Perhaps the premier computing effort these days is at the search engines. On one side is the folks trying to game the system to drive people to their website. On the other is the search engine companies trying to provide the service their users demand. Michael Martinez describes Why you cannot reverse engineer Google’s algorithm. In a nutshell it is because search engine algorithms are (a) extremely complex and (b) not static.

“There was a time, many years ago, when you could design a simple Web document, submit it to a search engine, and evaluate how the search engine processed the document. We called that reverse engineering the algorithm. … Inktomi changed all that. They made links important to have.

Still, here we are 12 years later and people are now trying to figure out how to topple Google from its pedestal. Google sneezes several million dollars an hour and people fall down and worship the Great Google Algorithm. Truth be told, Google’s Web indexing and searching processes may indeed be one of the greatest algorithms ever developed in human history — and the ironic thing is that links play a microscopic part in that process.

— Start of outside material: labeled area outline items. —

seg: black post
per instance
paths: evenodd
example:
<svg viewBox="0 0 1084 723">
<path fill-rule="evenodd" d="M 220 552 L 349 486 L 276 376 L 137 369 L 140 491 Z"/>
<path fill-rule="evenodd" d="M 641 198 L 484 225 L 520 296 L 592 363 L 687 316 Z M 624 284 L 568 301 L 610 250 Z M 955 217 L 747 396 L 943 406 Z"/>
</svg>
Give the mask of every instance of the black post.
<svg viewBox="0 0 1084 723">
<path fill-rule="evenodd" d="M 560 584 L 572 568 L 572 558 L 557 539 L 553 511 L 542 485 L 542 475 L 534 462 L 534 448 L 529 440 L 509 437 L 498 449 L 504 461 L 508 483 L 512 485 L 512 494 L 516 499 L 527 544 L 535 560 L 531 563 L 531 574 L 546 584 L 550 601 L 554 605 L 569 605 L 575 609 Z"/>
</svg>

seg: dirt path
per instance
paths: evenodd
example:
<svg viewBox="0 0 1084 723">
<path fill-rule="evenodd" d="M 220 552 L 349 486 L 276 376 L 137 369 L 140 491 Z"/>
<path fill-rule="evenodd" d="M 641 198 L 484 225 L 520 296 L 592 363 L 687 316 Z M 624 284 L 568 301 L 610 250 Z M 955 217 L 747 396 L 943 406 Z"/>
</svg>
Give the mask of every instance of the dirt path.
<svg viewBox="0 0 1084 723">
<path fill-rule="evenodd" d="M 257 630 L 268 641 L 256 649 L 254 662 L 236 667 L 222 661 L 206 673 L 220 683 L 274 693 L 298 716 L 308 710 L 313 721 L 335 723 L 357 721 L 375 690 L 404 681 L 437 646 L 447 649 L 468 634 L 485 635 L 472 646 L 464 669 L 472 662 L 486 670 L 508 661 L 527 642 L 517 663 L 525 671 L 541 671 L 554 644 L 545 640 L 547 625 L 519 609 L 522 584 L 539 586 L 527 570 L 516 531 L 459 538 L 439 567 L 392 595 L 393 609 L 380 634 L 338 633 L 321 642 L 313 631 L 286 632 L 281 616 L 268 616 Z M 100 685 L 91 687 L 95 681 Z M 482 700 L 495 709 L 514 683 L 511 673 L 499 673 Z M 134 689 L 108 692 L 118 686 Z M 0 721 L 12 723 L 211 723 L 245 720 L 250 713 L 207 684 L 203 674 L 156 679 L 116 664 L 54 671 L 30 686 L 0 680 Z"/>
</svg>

The Great Google Algorithm is not a set of ranking factors; rather, it is a collection of protocols, operating systems, applications, databases, and occasional information retrieval processes.

If you want to assess the maturity of the SEO industry’s grasp of search technology, then look at the correlation studies and ranking factor surveys. They teach us how naive we still can be, as well as how creative we strive to be in influencing algorithms we cannot reverse engineer.”

With software, knowledge sticks. It is also sticky and tends to grow, sometimes in unpleasant ways. As time passes, simple algorithms have exceptions, special circumstances, and nifty tweaks tacked on. The knowledge base grows so the code base grows and the whole thing gets more and more complex. Occasionally, there is a burp and somebody tries to condense and consolidate and organize and categorize – this is why new programming languages and protocols keep showing up — but the issue of legacy code remains. It can be just too expensive to get out of COBOL!

The SEO (search engine optimizing of websites) business continues to be full of hype because there are too many gullible customers seeking magic bullets for their online business. Martinez describes the issue quite well.